Saying he loves The Fall because they “were all about really primitive music with good lyrics”, Mr Austin tells Long Live Vinyl that the DIY ethic extends to the band’s infamous log synth, a “rotten old stick with a vintage percussion synth circuit embedded or attached to it”.
“They are as robust as a guitar and can take the beatings of drums – it’s all the things you can’t do with traditional or even modern synths. They came for an installation we created where we made a small ‘forest’ of trees infected by man-made electronics, and they are notoriously difficult to control. Much like theremins, theyare almost untunable, which is cool until you bring in instruments that are tuned!”

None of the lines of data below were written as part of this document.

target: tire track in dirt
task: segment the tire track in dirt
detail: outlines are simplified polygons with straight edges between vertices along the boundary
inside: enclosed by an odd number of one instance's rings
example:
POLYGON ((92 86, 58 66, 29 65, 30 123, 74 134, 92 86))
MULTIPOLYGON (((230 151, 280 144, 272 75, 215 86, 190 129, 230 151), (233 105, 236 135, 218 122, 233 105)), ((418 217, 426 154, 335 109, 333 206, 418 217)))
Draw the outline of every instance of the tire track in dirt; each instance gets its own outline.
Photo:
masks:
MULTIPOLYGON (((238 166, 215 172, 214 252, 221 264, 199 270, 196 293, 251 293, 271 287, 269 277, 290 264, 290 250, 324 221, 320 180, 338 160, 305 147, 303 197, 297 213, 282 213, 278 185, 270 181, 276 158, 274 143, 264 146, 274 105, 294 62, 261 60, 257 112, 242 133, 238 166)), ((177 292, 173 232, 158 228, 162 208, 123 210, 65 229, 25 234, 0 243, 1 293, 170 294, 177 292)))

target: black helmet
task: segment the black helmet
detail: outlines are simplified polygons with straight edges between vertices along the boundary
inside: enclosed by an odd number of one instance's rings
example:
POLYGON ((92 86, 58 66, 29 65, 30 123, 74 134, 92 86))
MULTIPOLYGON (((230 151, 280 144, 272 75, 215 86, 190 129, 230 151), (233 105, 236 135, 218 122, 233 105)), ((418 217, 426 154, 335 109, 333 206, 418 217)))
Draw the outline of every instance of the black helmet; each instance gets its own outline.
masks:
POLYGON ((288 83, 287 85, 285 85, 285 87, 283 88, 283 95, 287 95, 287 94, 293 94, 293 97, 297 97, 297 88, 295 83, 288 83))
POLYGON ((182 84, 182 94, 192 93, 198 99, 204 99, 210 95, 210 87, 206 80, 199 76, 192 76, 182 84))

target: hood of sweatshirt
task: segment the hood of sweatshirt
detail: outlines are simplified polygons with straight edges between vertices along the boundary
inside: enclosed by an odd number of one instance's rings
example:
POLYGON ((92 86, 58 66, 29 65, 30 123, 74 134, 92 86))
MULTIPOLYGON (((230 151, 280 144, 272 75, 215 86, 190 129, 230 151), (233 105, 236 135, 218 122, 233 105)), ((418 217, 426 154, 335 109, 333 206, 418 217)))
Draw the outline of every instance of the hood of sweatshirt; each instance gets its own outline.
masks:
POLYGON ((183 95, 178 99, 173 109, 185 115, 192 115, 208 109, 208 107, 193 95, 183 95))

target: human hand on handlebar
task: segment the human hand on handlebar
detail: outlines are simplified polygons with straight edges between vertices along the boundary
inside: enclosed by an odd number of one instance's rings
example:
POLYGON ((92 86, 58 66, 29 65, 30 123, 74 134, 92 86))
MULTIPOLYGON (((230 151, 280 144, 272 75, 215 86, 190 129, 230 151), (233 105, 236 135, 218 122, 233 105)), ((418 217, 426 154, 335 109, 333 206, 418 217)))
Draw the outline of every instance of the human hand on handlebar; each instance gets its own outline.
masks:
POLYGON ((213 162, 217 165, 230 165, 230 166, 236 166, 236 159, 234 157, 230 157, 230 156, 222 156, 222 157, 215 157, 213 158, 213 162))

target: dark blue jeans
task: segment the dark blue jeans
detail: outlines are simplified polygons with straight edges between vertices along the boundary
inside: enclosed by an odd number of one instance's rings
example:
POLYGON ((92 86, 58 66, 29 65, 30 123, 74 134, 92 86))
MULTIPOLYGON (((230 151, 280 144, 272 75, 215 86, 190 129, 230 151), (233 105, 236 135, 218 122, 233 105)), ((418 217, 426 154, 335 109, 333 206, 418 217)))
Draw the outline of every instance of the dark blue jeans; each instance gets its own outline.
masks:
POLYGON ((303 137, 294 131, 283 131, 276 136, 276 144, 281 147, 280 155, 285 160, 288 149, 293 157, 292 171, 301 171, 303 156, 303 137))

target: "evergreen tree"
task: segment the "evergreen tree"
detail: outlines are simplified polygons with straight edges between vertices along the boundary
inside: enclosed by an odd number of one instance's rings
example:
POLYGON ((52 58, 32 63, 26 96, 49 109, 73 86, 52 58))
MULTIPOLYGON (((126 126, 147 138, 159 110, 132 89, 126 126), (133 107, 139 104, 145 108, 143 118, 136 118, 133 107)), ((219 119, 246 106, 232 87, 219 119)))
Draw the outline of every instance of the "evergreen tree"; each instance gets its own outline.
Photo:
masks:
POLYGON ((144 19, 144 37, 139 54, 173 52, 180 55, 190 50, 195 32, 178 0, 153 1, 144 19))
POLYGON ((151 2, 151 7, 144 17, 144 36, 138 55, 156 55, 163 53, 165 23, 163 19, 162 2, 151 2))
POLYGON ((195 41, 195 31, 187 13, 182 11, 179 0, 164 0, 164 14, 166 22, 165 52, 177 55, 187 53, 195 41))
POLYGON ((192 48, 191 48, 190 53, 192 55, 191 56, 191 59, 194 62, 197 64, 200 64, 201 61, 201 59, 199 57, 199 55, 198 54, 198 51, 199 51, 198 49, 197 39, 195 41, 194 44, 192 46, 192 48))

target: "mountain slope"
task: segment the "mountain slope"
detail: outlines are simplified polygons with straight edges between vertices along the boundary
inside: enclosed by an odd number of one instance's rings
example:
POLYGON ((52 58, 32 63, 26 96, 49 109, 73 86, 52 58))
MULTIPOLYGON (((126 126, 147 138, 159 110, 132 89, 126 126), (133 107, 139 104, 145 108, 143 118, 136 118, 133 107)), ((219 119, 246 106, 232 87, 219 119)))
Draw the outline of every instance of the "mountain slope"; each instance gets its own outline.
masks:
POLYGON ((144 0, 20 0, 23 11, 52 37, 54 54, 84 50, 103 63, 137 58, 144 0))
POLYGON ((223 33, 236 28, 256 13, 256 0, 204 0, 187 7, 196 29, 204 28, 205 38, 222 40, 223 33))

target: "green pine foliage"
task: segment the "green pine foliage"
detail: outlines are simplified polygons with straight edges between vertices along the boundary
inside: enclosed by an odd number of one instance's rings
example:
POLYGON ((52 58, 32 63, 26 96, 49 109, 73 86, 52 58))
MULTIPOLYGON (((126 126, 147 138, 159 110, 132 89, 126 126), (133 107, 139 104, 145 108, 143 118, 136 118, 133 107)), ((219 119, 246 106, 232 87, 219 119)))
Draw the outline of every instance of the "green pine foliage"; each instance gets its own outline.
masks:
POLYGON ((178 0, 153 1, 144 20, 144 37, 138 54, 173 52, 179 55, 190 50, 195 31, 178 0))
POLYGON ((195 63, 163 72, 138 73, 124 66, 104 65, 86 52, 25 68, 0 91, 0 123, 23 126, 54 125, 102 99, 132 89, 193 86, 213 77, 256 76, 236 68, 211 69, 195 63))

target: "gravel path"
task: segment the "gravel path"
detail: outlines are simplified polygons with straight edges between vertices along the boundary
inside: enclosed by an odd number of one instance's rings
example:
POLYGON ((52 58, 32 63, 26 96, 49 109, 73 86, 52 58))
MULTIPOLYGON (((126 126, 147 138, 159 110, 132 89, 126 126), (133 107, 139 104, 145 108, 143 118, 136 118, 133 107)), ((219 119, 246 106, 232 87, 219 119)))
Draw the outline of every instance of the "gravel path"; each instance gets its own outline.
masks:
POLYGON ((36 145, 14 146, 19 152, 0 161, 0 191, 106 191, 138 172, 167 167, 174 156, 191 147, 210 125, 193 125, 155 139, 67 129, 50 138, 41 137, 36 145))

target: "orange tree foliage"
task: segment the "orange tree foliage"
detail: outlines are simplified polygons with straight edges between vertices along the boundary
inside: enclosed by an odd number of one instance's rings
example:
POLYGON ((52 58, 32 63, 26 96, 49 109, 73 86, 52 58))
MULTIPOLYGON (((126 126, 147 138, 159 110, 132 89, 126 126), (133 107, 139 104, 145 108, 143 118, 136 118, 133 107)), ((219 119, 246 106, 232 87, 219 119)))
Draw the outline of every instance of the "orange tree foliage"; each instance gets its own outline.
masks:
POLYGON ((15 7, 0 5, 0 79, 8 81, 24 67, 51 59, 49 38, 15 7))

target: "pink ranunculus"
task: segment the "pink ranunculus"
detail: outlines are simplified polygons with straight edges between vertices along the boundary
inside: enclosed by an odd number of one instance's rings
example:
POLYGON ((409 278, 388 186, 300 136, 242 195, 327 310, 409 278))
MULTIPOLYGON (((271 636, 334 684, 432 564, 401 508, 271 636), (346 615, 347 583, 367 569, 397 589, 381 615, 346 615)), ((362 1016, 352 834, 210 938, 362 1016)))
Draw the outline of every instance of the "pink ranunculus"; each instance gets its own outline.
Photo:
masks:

Mr Austin underlines the importance to Snapped Ankles of the underground scene they were born into. But with a venue that helped to nurture their talent, Stoke Newington’s Total Refreshment Centre, forced to close this summer, he’s realistic about the challenge of finding inner-city spaces to play. “The health of the DIY scene is not so great, given the lack of affordable space and the high potential land value of selling said warehouses and arts spaces, but it’s there, with great nights bubbling away somewhere. But the people and spaces are pushed a few miles further down the road. We are looking towards Dartford, the Thames Estuary and towards France! Ad-hoc performance events in these spaces have been a necessary ideas incubator for our group.”
So, what is Snapped Ankles’ advice for surviving as a band in a musical landscape faced by diminishing returns, widespread apathy and venues being turned into luxury flats?
“We don’t recommend full-time band behaviour in this country,” says Mr Austin. “We suggest lowering your expectations with this kind of thing. It’s bad for your bank balance, your mental health and life expectancy… unless you can survive on crisps and cheap lager. We would recommend other professions, such as woodcraft or forestry management, and make amateur music in your evenings and weekends.”